Understand the role of 3D seismic data and faults in the reservoir framework and in the property modelling.
Understand the difference between deterministic and stochastic algorithms to propagate continuous (petrophysical) properties and discrete variables (facies, rock types) in the inter-well region.
Understand the importance of capillary pressures by rock types and fluid contacts (FWL, OWC) in the calculation and validation of saturation models used for volumetrics (STOIIP).
Participants also learn the difference between resources and reserves and their respective uncertainties (High and Low estimates; P90, P50, P10).
Understand how to rank realisations and perform averaging and upscaling of properties.
Basically, participants will learn how to integrate static and dynamic data in a coherent and consistent manner to build a static model.
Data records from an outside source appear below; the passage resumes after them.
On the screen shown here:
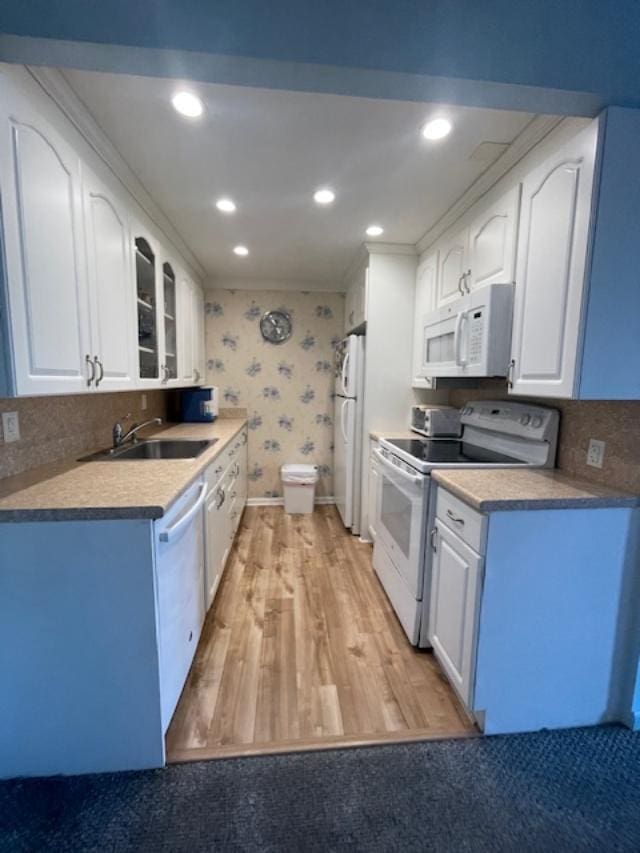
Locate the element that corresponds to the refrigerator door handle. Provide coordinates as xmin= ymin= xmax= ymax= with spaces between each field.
xmin=340 ymin=400 xmax=349 ymax=444
xmin=342 ymin=350 xmax=351 ymax=396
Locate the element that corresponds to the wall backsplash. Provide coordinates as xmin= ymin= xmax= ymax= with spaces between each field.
xmin=0 ymin=391 xmax=167 ymax=477
xmin=449 ymin=380 xmax=640 ymax=493
xmin=205 ymin=289 xmax=344 ymax=498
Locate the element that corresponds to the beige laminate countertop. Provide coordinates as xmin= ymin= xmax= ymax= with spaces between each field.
xmin=431 ymin=468 xmax=640 ymax=512
xmin=0 ymin=418 xmax=246 ymax=522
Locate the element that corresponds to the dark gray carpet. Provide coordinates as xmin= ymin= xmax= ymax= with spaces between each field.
xmin=0 ymin=727 xmax=640 ymax=853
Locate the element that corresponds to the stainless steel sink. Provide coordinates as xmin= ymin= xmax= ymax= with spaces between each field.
xmin=78 ymin=438 xmax=218 ymax=462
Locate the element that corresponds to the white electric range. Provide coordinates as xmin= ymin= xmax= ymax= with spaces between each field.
xmin=373 ymin=400 xmax=560 ymax=647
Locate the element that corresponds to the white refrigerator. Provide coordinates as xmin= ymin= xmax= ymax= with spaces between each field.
xmin=333 ymin=335 xmax=364 ymax=534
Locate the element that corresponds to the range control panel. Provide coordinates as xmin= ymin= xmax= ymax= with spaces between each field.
xmin=460 ymin=400 xmax=560 ymax=441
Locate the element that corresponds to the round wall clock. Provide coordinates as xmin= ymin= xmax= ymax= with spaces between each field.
xmin=260 ymin=311 xmax=292 ymax=344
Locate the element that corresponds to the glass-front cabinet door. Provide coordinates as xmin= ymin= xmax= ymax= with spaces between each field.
xmin=162 ymin=261 xmax=180 ymax=383
xmin=135 ymin=237 xmax=160 ymax=379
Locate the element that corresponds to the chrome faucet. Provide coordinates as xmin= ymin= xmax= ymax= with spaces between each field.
xmin=113 ymin=415 xmax=162 ymax=447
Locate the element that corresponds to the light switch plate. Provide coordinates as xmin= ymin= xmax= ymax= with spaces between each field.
xmin=2 ymin=412 xmax=20 ymax=444
xmin=587 ymin=438 xmax=607 ymax=468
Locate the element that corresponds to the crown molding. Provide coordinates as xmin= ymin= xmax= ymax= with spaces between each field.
xmin=25 ymin=65 xmax=207 ymax=279
xmin=416 ymin=115 xmax=564 ymax=254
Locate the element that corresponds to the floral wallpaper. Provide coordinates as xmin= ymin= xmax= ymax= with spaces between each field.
xmin=205 ymin=290 xmax=344 ymax=498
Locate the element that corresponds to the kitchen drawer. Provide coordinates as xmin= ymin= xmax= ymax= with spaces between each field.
xmin=436 ymin=486 xmax=487 ymax=554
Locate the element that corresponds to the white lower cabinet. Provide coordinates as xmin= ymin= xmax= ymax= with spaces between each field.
xmin=0 ymin=68 xmax=205 ymax=396
xmin=156 ymin=481 xmax=205 ymax=731
xmin=429 ymin=519 xmax=482 ymax=707
xmin=428 ymin=486 xmax=640 ymax=734
xmin=0 ymin=78 xmax=94 ymax=395
xmin=205 ymin=427 xmax=247 ymax=609
xmin=83 ymin=169 xmax=137 ymax=391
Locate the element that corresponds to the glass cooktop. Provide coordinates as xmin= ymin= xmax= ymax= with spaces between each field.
xmin=386 ymin=438 xmax=520 ymax=465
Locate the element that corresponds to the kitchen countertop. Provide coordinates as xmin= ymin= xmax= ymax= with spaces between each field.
xmin=431 ymin=468 xmax=640 ymax=512
xmin=0 ymin=418 xmax=246 ymax=522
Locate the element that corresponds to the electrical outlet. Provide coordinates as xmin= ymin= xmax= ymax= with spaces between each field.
xmin=587 ymin=438 xmax=607 ymax=468
xmin=2 ymin=412 xmax=20 ymax=443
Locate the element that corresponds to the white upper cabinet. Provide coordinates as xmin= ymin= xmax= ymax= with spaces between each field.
xmin=0 ymin=84 xmax=93 ymax=395
xmin=83 ymin=169 xmax=136 ymax=391
xmin=436 ymin=228 xmax=469 ymax=307
xmin=132 ymin=223 xmax=164 ymax=385
xmin=411 ymin=251 xmax=439 ymax=388
xmin=509 ymin=122 xmax=597 ymax=398
xmin=178 ymin=273 xmax=194 ymax=385
xmin=465 ymin=184 xmax=520 ymax=290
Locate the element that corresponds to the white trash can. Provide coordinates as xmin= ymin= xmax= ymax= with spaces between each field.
xmin=280 ymin=463 xmax=318 ymax=513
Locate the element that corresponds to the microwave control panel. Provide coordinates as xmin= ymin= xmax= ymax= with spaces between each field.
xmin=469 ymin=308 xmax=484 ymax=364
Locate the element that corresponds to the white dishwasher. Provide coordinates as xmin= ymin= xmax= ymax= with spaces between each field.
xmin=154 ymin=478 xmax=207 ymax=732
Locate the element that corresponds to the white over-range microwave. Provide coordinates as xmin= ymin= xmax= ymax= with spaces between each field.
xmin=422 ymin=284 xmax=514 ymax=377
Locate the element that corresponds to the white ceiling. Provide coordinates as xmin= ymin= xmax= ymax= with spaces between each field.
xmin=64 ymin=70 xmax=533 ymax=283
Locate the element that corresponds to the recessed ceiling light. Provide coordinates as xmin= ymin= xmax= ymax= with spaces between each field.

Geological aspects: Review of sedimentology, depositional and diagenetic models and sequence stratigraphy.
Rock Fabric: Review of carbonate textures, pore systems, pore throat sizes and capillarity.
Petrophysical & seismic aspects: Review of petrophysical and seismic inputs required to reservoir description.
Lab Data: Detail explanation of capillarity effects and its use in rock fabric characterisation and SW modelling. Review of MICP, SCAL, NMR to qualify different rock fabrics.
Rock-fluid interaction: Review wettability, Kr curves, OWC-FWL differences and sensitivity analysis on saturation modelling (Leverett J function, Skelt-Harrison etc.).
Flow units: Review of zonation, layering, flow unit concepts, k/phi, FZI, Lorenz plots and the use of flowmeters for validation.
Geostatistics: Univariate and bivariate statistics, PDFs, CDFs, Cv and spatial statistics. Evaluate variogram models (Spherical, Exponential, Gaussian) and the effect of their parameters (range and nugget) on model outcomes.
3D modelling: Comparison of estimation and simulation approaches handling discrete and continuous data; inverse distance, kriging, collocated co-kriging, sGs, SIS and co-simulation techniques.
Monte Carlo simulation with computation of P90, P50 and P10 values.
Assessment of reservoir heterogeneity, averaging and upscaling techniques.